Bem, sobre isso, vêm os derivativos, os produtos, que são de uma engenhosidade e de uma complexidade crescente e estão estimados em 640 trilhões de dólares. Porém, nos Estados Unidos, já há quem fale num número do qual o Tio Patinhas gostaria muito. Um quatrilhão. Foi a primeira vez que eu ouvi quatrilhão sendo usado por alguém que não fosse o Tio Patinhas.

CM – Alan Greespan disse recentemente estar “em estado de descrença e choque” e reconheceu publicamente que errou durante o período em que comandou o Banco Central estadunidense. Gente como Greespan não viu a crise chegando?

CL – Eu vou construir uma imagem que é muito singela e corresponde a nossa experiência quando crianças de montar um castelo de cartas. Quanto mais alto, é mais fácil ele cair ou cair uma sessão inteira. E todos acham que um ventinho de alguém mexendo em uma porta já coloca em risco o castelo. A imagem do castelo me permite construir a seguinte hipótese. Se eu tivesse um tubo de Araldite, eu poderia construir um castelo de cartas com dezenas de andares. Cola de Araldite é impecável e isso nas relações financeiras é a confiança recíproca que existe entre os agentes. Fidúcia, confiança, não é certo? Se eu mereço a confiança dos meus pares, eu tenho condições para criar um produto e comercializar esse produto. E o meu produto se incorpora às potencialidades de quem o detém para, sobre ele, emitir outros produtos.

É um pouco como se fosse uma seqüência, a empresa pode emitir ações, alguém pode adquirir ações e emitir fundos de ações, os fundos de ações podem por sua vez dar origem de um fundo de fundos. Eu estou contando a história pelas ações, mas podem ser contratos na bolsa de mercadoria futura, podem ser operações, eu posso até combinar ações e contratos de futuro. Poso fazer o que eu quiser, se houver confiança, se tiver assinatura. A Sadia não aplicou 250 milhões de dólares da sua reserva no banco americano Lehman Brothers? Valeu até o momento em que pfff…, o Lehman Brothers sumiu. Virou pó.

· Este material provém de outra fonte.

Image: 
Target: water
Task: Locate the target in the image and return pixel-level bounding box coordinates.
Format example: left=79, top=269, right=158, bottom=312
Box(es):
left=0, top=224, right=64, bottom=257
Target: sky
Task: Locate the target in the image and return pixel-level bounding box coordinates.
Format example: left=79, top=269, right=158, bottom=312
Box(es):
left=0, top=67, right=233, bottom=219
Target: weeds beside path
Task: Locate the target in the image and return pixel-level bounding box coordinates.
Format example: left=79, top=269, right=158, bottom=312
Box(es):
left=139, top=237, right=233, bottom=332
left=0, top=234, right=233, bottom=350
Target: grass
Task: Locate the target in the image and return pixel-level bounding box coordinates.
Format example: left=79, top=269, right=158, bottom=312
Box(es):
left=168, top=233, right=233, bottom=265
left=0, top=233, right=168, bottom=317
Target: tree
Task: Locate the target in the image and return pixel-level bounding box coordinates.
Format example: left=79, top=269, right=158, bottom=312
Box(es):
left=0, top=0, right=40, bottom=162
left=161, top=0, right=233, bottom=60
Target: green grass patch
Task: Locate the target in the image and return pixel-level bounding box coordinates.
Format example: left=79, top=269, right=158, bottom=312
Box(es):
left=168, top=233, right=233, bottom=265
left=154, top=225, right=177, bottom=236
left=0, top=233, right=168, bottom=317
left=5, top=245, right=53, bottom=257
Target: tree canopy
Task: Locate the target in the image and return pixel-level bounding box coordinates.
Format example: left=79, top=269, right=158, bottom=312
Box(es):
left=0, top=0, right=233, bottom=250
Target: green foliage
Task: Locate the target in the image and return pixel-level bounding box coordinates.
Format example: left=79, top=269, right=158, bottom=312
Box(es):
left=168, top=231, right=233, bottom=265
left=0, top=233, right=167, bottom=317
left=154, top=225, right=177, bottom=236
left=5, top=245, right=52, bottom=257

“As crises são parceiras da história. No sentido de que dão origem a novas hierarquias, a novas configurações..”

O que eu quero dizer é o seguinte. Pense nos antigos que praticavam alquimia. Imagine que a crise é uma perversa alquimista que converte cola de Araldite em cuspe. Isso significa que todo esse enorme edifício começa a se colocar sob suspeita. Eu disse que nenhuma crise é igual à outra, historicamente elas são sempre muito diferentes e se resolvem de formas diferentes. Porém, a verdade é que a humanidade, depois de uma grande crise, nunca reproduz as configurações anteriores. Num sentido muito amplo, as crises são parceiras da história. No sentido de que dão origem a novas hierarquias, a novas configurações, novos padrões de comportamento. Mas não é um parto sem dor. A única coisa que se pode afirmar sobre essa crise é que não passaremos pela dor de uma guerra.

CM – Como a economia que deu inicio à queda do castelo de cartas consegue estar, no final das contas, mais forte que o resto do mundo?

CL– Nós estamos vivendo um paradoxo que é impressionante, mas ao mesmo tempo expressa o que é o significado do dólar como instrumento de poder. Vinte e seis moedas do mundo se desvalorizaram em relação ao dólar sendo que a moeda que mais desvalorizou foi, infelizmente, o real. Vinte e seis moedas! Aí você dirá é uma crise que começa nos Estados Unidos e que golpeia de maneira poderosíssima pilares fundamentais do edifício financeiro mundial, não é certo? Ela começa no subprime, migra para os fundos imobiliários, passa pelo desaparecimento da maior seguradora do mundo, os bancos de investimento literalmente desapareceram e os que sobreviveram agora vão virar bancos comerciais, a bolsa de valores de Nova Iorque acumula perdas que também só o Tio Patinhas conhece a magnitude.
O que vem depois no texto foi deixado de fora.